The spirit beast met them both, its claws whipping in a blur. Ren blocked two strikes, then raised a stone pillar to intercept the third. The claw shattered the stone, but the delay was enough. Bell's greatsword came down in a wide arc—clang—direct hit.

The creature spun and retaliated with a wing slash. Bell deflected one. The second cut across Ren's arm—deep, but not debilitating. Pain bloomed, sharp and hot.

'Stay standing. You've got this.'

From the edge of the chamber, Lira chanted. A radiant circle formed around her—six rings of golden light, rotating like gears in a celestial machine.

"Don't let it move!" she cried.

Lyrien stepped in now. Her lyre thrummed as she struck a discordant chord that sent a sonic shockwave through the air. The creature convulsed. Its wings faltered for just a second.

Ren saw the opening.

He leapt—too fast, too desperate—and thrust his blade forward, toward the exposed core.

The sword struck.

Crack.

A fracture appeared along the core's surface. Mana bled out in threads of violet lightning. The beast let out a distorted screech, flailing midair, sending out a pulse wave that threw Ren back.

He hit the ground hard.

Vision blurry. Chest burning. His sword skidded across the floor.

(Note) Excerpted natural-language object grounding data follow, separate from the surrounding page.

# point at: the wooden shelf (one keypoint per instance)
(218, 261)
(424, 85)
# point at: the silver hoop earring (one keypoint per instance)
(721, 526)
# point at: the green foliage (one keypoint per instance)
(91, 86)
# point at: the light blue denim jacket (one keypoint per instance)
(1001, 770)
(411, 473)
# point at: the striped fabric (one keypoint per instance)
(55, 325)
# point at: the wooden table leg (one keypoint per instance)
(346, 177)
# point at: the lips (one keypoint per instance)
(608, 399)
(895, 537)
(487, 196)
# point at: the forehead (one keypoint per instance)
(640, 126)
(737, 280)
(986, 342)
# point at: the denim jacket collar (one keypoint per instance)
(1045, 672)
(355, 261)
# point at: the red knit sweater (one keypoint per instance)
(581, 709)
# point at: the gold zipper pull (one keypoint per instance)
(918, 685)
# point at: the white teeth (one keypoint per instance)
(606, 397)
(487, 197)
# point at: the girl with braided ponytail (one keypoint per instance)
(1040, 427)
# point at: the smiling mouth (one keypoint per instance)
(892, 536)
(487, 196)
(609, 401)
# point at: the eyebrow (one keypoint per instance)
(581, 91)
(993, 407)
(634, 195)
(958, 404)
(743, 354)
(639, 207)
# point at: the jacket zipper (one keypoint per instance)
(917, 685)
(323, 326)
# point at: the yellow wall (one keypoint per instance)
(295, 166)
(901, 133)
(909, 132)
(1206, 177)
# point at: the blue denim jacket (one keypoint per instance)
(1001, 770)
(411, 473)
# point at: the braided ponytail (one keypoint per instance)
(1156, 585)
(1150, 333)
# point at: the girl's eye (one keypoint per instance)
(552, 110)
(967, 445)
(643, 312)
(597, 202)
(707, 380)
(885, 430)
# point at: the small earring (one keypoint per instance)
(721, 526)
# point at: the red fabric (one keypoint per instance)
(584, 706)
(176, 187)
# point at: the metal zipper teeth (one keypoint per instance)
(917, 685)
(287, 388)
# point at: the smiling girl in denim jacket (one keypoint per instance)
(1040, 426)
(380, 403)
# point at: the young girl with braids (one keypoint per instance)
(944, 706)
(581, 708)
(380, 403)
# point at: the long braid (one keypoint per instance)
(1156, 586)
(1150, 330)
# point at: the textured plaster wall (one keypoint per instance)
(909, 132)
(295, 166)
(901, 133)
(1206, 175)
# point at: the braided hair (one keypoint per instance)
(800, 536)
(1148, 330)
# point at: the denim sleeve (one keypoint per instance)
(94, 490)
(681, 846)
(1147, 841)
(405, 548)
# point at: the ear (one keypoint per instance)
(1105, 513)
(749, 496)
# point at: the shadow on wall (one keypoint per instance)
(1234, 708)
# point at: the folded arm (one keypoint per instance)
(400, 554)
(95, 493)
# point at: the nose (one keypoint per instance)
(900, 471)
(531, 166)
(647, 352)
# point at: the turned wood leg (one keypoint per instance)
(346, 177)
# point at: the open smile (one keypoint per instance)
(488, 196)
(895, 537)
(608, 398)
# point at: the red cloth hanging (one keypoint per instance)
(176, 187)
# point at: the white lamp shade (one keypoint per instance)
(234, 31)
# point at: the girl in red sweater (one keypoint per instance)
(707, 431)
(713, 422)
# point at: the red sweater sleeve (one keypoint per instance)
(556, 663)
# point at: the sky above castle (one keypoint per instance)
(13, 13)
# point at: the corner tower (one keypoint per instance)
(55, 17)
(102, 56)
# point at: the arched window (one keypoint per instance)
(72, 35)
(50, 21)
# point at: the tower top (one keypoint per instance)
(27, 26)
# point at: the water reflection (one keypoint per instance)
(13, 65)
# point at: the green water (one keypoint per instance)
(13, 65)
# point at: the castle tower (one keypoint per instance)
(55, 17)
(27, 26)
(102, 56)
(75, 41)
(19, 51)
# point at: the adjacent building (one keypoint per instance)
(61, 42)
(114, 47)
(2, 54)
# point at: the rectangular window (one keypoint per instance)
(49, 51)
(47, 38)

He blinked—and for a second, felt like Ren again. Just a kid. Just a high schooler who should've been cramming for a test, not fighting apocalyptic spirit bugs.

But then Bell shouted.

"Nathan!"

And Ren—Nathan—pushed up again.

He staggered to his feet, magic gathering around his fists. He didn't need the sword.

He was the sword.

'Focus. Control. Channel it.'

He gathered mana in both hands. Flame and light swirled together.

He ran.

Straight for the creature.

It raised its claw—

'Hehe. Too slow.'

'Fireball'

A beam of fire-laced light burst from Ren's palms, cutting straight through the beast's torso and piercing the core dead center.

For a moment, everything stopped.

The spirit beast hovered—cracked, burning from the inside out.

Then it shattered.

Like glass.

Chunks of mana crystal and chitin scattered across the floor, glowing faintly before dissolving into golden mist. Its screech died on the wind.

Silence fell.

A long silence.

Then—

"Holy hell..." Kiel muttered, panting.

Bell lowered his sword. "It's done."

Lira limped over, staff glowing as she began casting healing magic on the group.

Lyrien stared at Ren for a moment. "You moved differently today."

Ren tensed slightly.

"Not in a bad way," she added.

He offered a small nod.

The room rumbled softly.

A platform rose from the center, crystalline and elegant. A chest on top of it.

Bell approached and gently placed a hand on it.

"Dungeon Fifteen. Cleared," he said. "Took us long enough."